Even if they do make it to a primary care clinic, he adds, they may have difficulty following the prescribed treatment plan. “It’s hard enough for those without mental illness to quit smoking, lose weight, or manage diabetes,” he says. “If you overlay depression or schizophrenia on those challenges, the barriers are much higher.”
Aided by a 4-year, $1.7 million grant in 2014 from the Federal Substance Abuse and Mental Health Services Administration, Sunset Terrace has tried to bridge the gap by establishing the Sunset Terrace Integration and Recovery (STIR) program. STIR zeroed in on smoking cessation, healthy eating, and diabetes—three very common health challenges among patients at the clinic, according to Dr. Marrelli, who directs the STIR program.
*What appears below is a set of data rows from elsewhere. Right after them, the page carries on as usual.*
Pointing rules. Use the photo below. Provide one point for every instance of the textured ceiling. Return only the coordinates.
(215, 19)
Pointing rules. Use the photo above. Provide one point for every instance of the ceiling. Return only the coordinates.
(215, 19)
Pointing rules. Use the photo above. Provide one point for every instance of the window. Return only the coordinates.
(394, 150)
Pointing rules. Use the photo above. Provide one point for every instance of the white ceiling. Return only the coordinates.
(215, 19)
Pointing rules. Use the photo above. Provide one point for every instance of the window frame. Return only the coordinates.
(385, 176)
“The goal is to use assessment tools to gain insights into the primary health issues patients need help with, and then to incorporate those issues into an overall treatment plan,” he says. “Everything is tailored to achieving measurable improvements over a 12-month period.”
To help patients meet their STIR health goals, Sunset Terrace brought in a nurse practitioner, a medical assistant, and a smoking-cessation specialist to supplement its mental health staff.
Patients who enter the year-long STIR program are given an initial assessment that includes the questionnaire and measurements such as weight, waist circumference, blood sugar, and a lipids panel. Services include health-literacy classes and support groups aimed at improving nutrition, coping with diabetes, and sleep hygiene, among other health-related self-management skills. The patients are reassessed after 6 months, and then for a final time at 12 months.
By the time the STIR grant ends this fall, Dr. Marrelli expects the program will have served around 600 patients.
Outcomes for nearly 300 patients who had already completed their yearlong participation as of April have been impressive overall. “Not everyone improves,” he says, “but most have made tremendous strides.” About half the graduates improved their lipids profiles, for example, and about 20 percent of the patients with high blood pressure reversed that diagnosis by the end of the year. More than half of the patients self-reported positive outcomes for 10 out of 12 behavioral and everyday-functioning indicators, including psychological distress, overall health, and a sense of social connection.
The integrated approach is likely to remain in place at Sunset Terrace and may be supported by new grants. In fact, the push to integrate behavioral health and primary care is starting to broaden within NYU Langone overall, according to Larry K. McReynolds, executive director of Family Health Centers. That includes not only a push to have behavioral health facilities add primary care, says McReynolds, but also to have primary care facilities integrate behavioral health.
“To truly improve the health of populations and communities, medical providers have to be able to bring behavioral healthcare into all settings,” he says. “Patients shouldn’t have to go to a different location to get it.”
In that sense, the STIR program’s impact seems destined to go well beyond the 600 patients it will have directly served.